Studio album by Dave Edmunds
- Released: 8 June 1979
- Recorded: 1978
- Studio: Eden, London
- Genre: Rock
- Length: 34:10
- Label: Swan Song
- Producer: Dave Edmunds

Dave Edmunds chronology
| Tracks on Wax 4 (1978) | Repeat When Necessary (1979) | Twangin... (1981) |

= Repeat When Necessary =

Repeat When Necessary is the fifth album by Welsh rock musician Dave Edmunds. Produced by Edmunds, it was released in 1979 by Swan Song Records. It was recorded and released at the same time as Nick Lowe's Labour of Lust, and features the same lineup of musicians: Edmunds, Lowe, Billy Bremner and Terry Williams.

==Content==

"Girls Talk", written by Elvis Costello, Graham Parker's "Crawling from the Wreckage" and the Hank DeVito-penned "Queen of Hearts" are among the highlights of this album. Juice Newton would cover "Queen of Hearts" in an arrangement virtually identical to Edmunds' on Juice, her 1981 breakthrough album.

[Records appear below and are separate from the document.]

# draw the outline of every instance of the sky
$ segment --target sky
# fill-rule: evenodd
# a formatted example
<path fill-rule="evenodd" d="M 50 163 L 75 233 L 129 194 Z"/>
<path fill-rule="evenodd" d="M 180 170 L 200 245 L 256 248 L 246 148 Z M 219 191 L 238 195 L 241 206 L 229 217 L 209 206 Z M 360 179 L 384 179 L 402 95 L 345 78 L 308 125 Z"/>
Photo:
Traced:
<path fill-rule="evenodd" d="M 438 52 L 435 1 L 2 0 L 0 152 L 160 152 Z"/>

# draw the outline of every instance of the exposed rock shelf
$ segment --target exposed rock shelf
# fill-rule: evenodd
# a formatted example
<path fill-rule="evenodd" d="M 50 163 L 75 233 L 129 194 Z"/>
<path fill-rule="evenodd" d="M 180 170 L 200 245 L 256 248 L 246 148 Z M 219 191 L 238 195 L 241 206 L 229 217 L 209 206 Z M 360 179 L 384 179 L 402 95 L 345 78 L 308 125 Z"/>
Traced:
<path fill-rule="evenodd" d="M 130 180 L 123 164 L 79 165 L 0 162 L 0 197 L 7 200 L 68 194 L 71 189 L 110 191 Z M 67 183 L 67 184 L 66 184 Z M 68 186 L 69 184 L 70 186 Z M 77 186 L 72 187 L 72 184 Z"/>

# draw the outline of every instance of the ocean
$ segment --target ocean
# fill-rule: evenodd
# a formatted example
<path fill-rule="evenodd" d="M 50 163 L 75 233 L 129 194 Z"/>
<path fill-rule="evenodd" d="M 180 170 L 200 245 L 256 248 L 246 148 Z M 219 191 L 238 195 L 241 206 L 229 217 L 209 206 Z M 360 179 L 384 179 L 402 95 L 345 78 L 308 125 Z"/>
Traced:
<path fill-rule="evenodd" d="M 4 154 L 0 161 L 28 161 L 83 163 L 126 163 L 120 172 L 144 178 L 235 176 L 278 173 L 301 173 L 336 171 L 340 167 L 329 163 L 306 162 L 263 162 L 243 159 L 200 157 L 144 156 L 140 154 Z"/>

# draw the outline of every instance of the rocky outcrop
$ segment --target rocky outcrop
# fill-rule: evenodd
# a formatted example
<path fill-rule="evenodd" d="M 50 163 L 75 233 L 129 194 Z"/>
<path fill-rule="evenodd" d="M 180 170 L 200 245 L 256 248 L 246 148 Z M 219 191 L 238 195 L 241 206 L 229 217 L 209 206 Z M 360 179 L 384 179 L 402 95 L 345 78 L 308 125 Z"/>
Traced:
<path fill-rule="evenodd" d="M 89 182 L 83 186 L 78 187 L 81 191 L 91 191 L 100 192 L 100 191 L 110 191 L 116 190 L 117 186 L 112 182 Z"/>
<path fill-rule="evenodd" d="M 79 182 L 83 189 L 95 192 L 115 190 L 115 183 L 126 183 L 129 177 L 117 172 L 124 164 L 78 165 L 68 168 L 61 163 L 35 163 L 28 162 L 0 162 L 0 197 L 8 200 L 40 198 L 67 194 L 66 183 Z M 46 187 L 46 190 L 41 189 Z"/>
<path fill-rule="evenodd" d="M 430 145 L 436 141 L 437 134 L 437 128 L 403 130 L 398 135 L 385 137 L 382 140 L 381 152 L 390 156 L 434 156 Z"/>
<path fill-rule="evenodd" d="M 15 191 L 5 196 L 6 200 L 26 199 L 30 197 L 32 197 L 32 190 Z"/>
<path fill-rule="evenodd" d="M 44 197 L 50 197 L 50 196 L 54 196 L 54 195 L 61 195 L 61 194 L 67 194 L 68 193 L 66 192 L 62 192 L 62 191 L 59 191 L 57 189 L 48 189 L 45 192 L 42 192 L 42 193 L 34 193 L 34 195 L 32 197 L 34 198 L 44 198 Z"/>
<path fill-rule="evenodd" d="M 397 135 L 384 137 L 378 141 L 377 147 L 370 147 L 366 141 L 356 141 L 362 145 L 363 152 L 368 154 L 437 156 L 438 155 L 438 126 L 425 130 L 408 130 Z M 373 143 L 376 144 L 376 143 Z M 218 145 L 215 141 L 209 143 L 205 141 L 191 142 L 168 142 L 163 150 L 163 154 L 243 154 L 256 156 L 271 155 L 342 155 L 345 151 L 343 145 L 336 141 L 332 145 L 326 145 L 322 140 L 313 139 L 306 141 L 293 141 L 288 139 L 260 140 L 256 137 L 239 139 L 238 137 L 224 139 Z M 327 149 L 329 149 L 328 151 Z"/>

Other covers on the album include "Dynamite" (originally recorded by Cliff Richard (1959)) and "Take Me for a Little While" (originally recorded by Evie Sands and later covered by Jackie Ross (1965), Dusty Springfield and Vanilla Fudge). "Home in My Hand" had been recorded seven years previously by Nick Lowe's old band, Brinsley Schwarz. "Bad Is Bad", written by Huey Lewis, would later be recorded by Lewis and his band the News for their 1983 multi-platinum album Sports.

==Critical reception==

The Globe and Mail wrote that "Edmund's pub-crawling rock doesn't wear thin if you're sipping and stomping along, but in the confines of your living room his Chuck Berry retakes are liable to send you back to an old Berry collection to find out where he copped the licks."

DownBeat assigned the album 4 stars.

Professional ratings
Review scores
| Source | Rating |
| AllMusic | Star Half star |
| Music Week | Star |
| The Rolling Stone Album Guide | Star |
| Smash Hits | 7/10 |
| The Village Voice | A− |
| DownBeat | Star |

==Track listing==
Side one
1. "Girls Talk" (Elvis Costello) – 3:25
2. "Crawling from the Wreckage" (Graham Parker) – 2:53
3. "The Creature from the Black Lagoon" (Billy Bremner) – 3:52
4. "Sweet Little Lisa" (Donivan Cowart, Martin Cowart, Hank DeVito) – 3:38
5. "Dynamite" (Ian Samwell) – 2:33

Side two
1. "Queen of Hearts" (Hank DeVito) – 3:17
2. "Home in My Hand" (Ronnie Self) – 3:20
3. "Goodbye Mr. Good Guy" (Pat Meager, Bremner) – 2:40
4. "Take Me for a Little While" (Trade Martin) – 2:39
5. "We Were Both Wrong" (Bremner) – 2:42
6. "Bad Is Bad" (Alex Call, John Ciambotti, Sean Hopper, Huey Lewis, John McFee, Michael Schriener) – 3:11

==Personnel==
- Dave Edmunds – guitars, piano and vocals
- Billy Bremner – guitar and backing vocals
- Nick Lowe – bass and backing vocals
- Terry Williams – drums

Additional personnel
- Huey Lewis – harmonica on "Bad Is Bad"
- Albert Lee – guitar on "Sweet Little Lisa"
- Roger Bechirian – piano on "Girls Talk"

==Charts==

| Chart (1979–80) | Peak position |
|---|---|
| Australian Albums (Kent Music Report) | 37 |
| New Zealand Albums (RMNZ) | 45 |
| Swedish Albums (Sverigetopplistan) | 17 |
| UK Albums (OCC) | 39 |
| US Billboard 200 | 54 |

==Certifications==

| Region | Certification | Certified units/sales |
| United Kingdom (BPI) | Silver | 60,000^{^} |
^{^} Shipments figures based on certification alone.